The safety of any drug is determined by two attributes: the intrinsic capacity of the drug to do harm and the quality of the information provided to the public about its use. Our study has demonstrated that not only are there 25% of people in both groups that self-medicated with eye drops, but also that there was a very low percentage of people who actually read the drug information leaflet. Consequently, a high percentage of self-medicated patients in both countries were not aware of the components present in used drops, and were therefore ignorant about all their possible ocular side-effects, thus making all these eye drops potentially unsafe for patient use.
Several factors in Latin Amercia, such as easy accessibility to a large number of drugs, the lack of official control over the marketing of these substances, the inherent weaknesses of health systems, the absence of the state as a source of information instructing about the risks of this custom, the influence of social environment and even cultural standards, contribute to the magnification and perpetuation of this manner. While it was not the purpose of this paper to investigate these aspects, there is no doubt that each of these factors influences the prevalence and the characteristics of self-medication in each of the studied populations. Further investigations oriented to explore these areas will be needed.

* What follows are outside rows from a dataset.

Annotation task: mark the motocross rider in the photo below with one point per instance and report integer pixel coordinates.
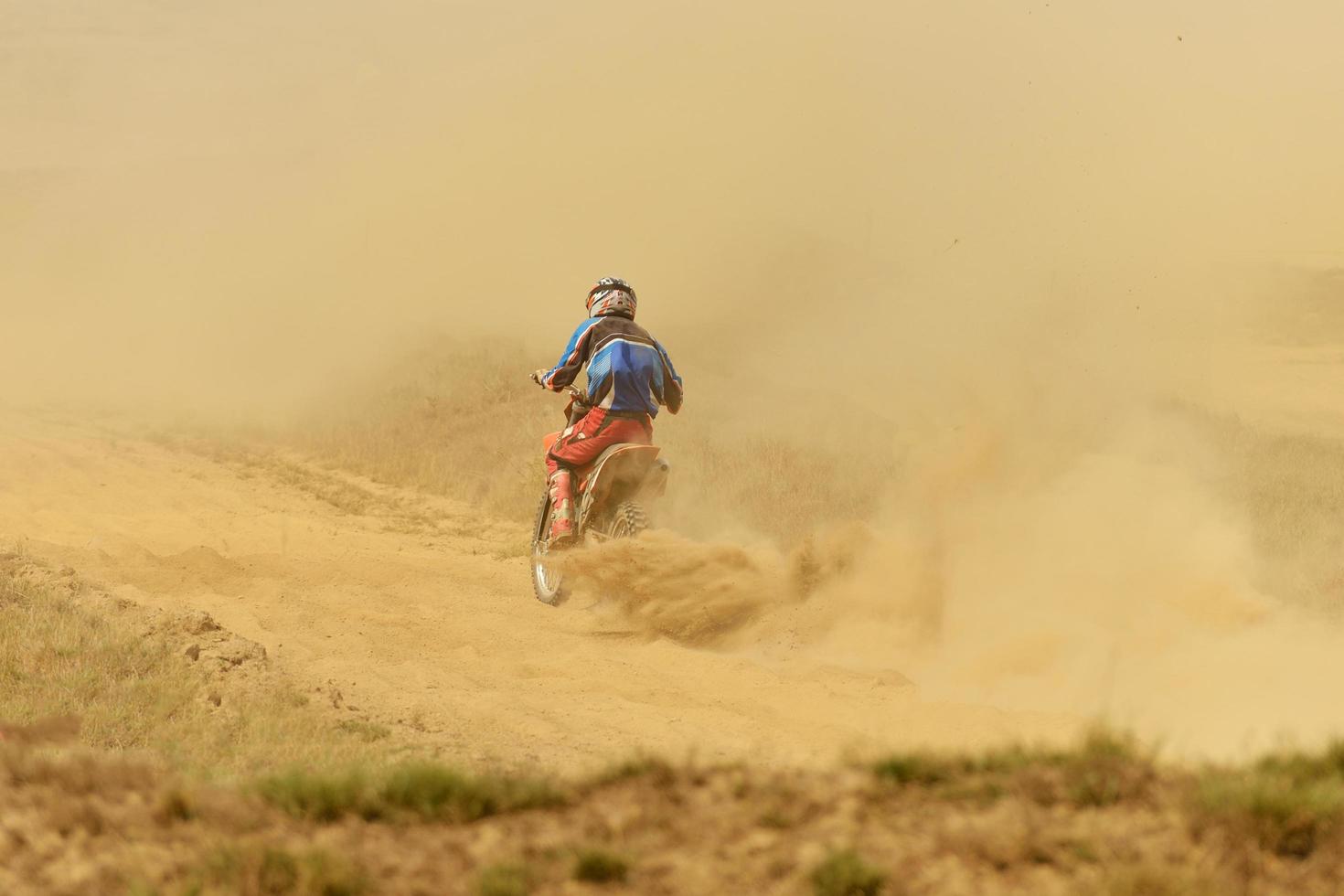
(629, 375)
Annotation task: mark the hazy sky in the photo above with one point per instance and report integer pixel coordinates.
(210, 187)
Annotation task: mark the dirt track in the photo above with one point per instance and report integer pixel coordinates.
(421, 618)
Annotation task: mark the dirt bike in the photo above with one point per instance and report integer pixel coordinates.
(611, 496)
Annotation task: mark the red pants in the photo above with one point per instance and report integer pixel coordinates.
(582, 443)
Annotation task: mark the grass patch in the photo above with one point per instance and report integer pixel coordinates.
(1283, 815)
(595, 865)
(1103, 770)
(66, 652)
(421, 789)
(846, 873)
(504, 879)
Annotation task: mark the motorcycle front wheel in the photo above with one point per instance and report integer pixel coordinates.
(548, 581)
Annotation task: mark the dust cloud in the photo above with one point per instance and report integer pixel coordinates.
(1017, 261)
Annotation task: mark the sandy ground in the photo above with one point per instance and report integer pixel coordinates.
(418, 614)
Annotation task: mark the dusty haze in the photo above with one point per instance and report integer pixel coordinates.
(1049, 251)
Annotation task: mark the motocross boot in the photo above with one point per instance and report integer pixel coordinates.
(562, 509)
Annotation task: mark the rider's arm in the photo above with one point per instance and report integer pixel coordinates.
(571, 360)
(672, 387)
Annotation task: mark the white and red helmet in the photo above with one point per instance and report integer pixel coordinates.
(612, 295)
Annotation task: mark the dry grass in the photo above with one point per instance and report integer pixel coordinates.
(65, 649)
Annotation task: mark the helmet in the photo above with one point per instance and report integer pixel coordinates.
(612, 295)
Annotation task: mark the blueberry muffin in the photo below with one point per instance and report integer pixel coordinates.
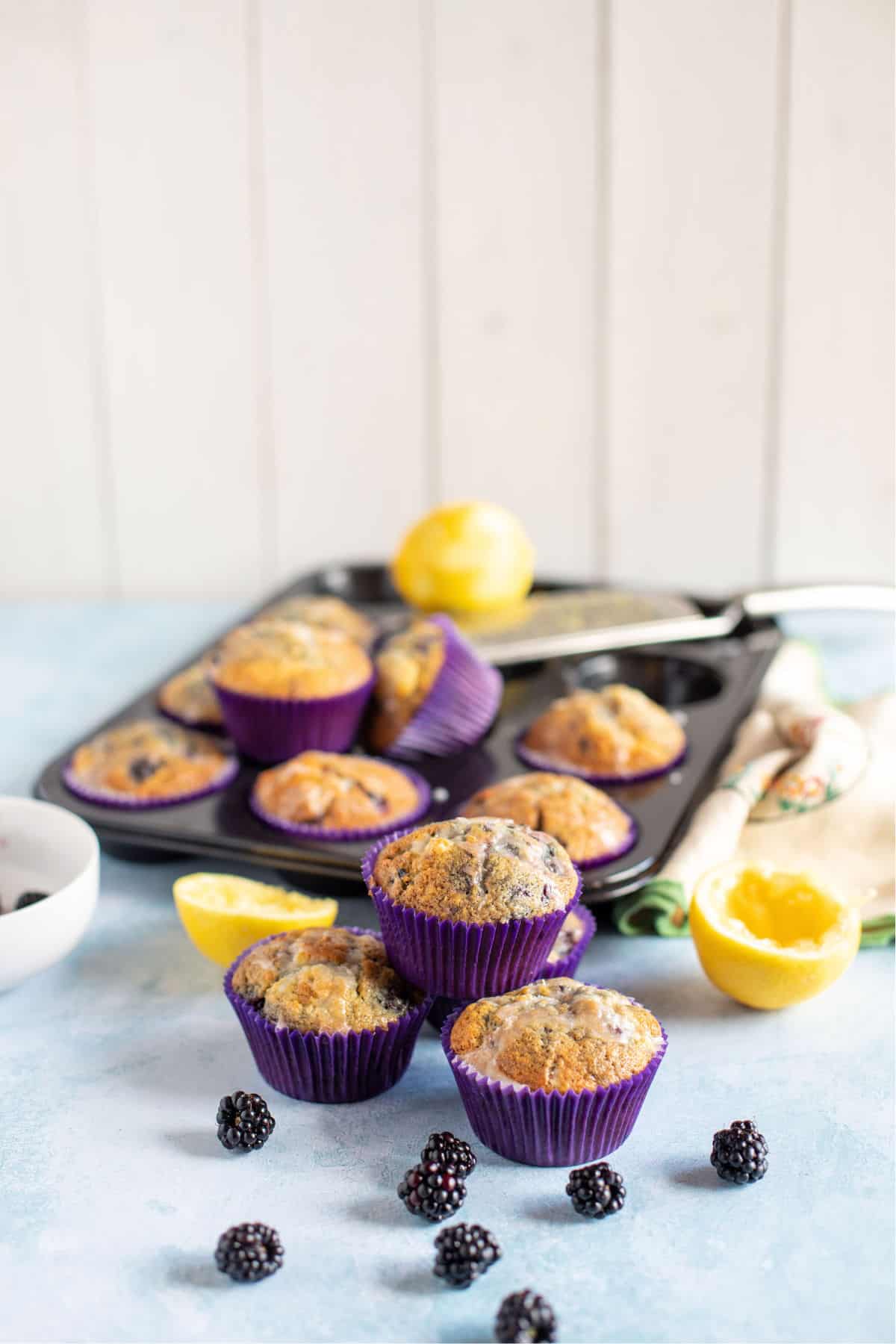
(327, 613)
(477, 870)
(287, 660)
(586, 821)
(190, 697)
(326, 791)
(324, 980)
(148, 761)
(615, 732)
(556, 1035)
(406, 671)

In conclusion, in both populations patients commonly attempt to treat conditions that probably require ophthalmologic care by using self-medication with non-prescribed eye drops. Self-medicated patient from Cordoba (Argentina) would be more probably a man between 18 to 50 years old, with a University or college degree. In addition, his source of recommendation would often be a pharmacist and he would probably seek a combination of a vasoconstrictive agent plus a NSAID. On the other hand, the Colombian patient would most likely be either a man or a young woman (18 to 30 years old) with a poor educational level. Moreover, his or her source of recommendation would probably be a friend or a family member, with an antibiotic eye drop being the most likely medication. The unawareness of the chemotherapeutic agents properties and ocular-induced side effects that could be caused by the employed OTC medication reached high levels in both groups. Further studies to determine if factors such as the educational level of the patient or the rol of the pharmacist are determinant in the phenomenon of self-medication are needed.
We thank Dr. Paul Hobson, native speaker, for revision of the manuscript.